Microsoft co-founder Paul Allen dead
Washington: Paul Allen, who 43 years ago along with Bill Gates founded Microsoft, the company that revolutionised the software world and personal computers forever, has died, his family announced. He was 65.
In a statement, Allen’s relatives said that the businessman died on Monday afternoon in Seattle, where Microsoft has its headquarters, from non-Hodgkins lymphoma, reports Efe news.
“My brother was a remarkable individual on every level,” his sister Jody said in a statement.
“While most knew Paul Allen as a technologist and philanthropist, for us he was a much loved brother and uncle, and an exceptional friend.”
Despite always staying in the shadow of Gates, his partner and friend since they were teens, Allen was a passionate lover of computers and a key figure in the creation of Microsoft in 1975.
According to Forbes magazine, Allen – born in Seattle in 1953 and whose fortune amounted to some $21.7 billion – was the world’s 44th-richest person.

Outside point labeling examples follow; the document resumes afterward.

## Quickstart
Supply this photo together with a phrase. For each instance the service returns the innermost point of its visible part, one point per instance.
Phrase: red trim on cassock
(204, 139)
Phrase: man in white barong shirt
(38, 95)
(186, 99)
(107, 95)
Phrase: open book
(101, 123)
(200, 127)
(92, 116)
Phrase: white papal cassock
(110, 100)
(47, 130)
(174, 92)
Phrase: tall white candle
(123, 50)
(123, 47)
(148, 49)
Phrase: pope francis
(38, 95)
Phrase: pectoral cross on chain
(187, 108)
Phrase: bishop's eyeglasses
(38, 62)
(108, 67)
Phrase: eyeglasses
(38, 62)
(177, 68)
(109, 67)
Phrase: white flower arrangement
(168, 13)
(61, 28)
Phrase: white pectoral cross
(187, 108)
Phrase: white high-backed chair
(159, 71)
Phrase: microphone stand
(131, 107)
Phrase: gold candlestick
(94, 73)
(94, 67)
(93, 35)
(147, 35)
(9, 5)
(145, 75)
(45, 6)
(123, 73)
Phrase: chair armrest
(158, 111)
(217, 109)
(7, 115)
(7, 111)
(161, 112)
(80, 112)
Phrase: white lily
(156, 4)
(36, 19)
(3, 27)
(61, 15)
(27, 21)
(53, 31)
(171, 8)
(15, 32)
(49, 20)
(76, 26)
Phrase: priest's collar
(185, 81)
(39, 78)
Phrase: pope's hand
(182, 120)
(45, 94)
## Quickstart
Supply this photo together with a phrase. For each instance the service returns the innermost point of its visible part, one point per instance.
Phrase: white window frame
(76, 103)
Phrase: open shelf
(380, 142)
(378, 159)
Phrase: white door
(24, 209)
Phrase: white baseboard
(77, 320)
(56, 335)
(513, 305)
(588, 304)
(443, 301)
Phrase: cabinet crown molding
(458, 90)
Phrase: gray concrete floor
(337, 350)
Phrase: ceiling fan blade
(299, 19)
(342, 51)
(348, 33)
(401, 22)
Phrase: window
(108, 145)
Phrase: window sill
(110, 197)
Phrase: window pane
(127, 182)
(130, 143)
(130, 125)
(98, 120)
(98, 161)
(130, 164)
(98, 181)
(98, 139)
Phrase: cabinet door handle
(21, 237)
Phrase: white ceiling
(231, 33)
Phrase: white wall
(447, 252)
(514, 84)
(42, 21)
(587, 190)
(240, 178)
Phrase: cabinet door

With the money he made from the software company, Allen – together with his sister Jody – founded the Seattle-based Vulcan Inc. conglomerate, which managed his private investments and his philanthropic activities.
The Microsoft co-founder was also the owner of a professional football team, the Seattle Seahawks; a pro basketball team, the Portland Trail Blazers; and was the part-owner of a soccer team, the Seattle Sounders.
His philanthropic work includes creating organisations devoted to research such as the Allen Institute for Brain Science, along with the Institute for Artificial Intelligence and the Institute for Cell Science, both of which also bear his name.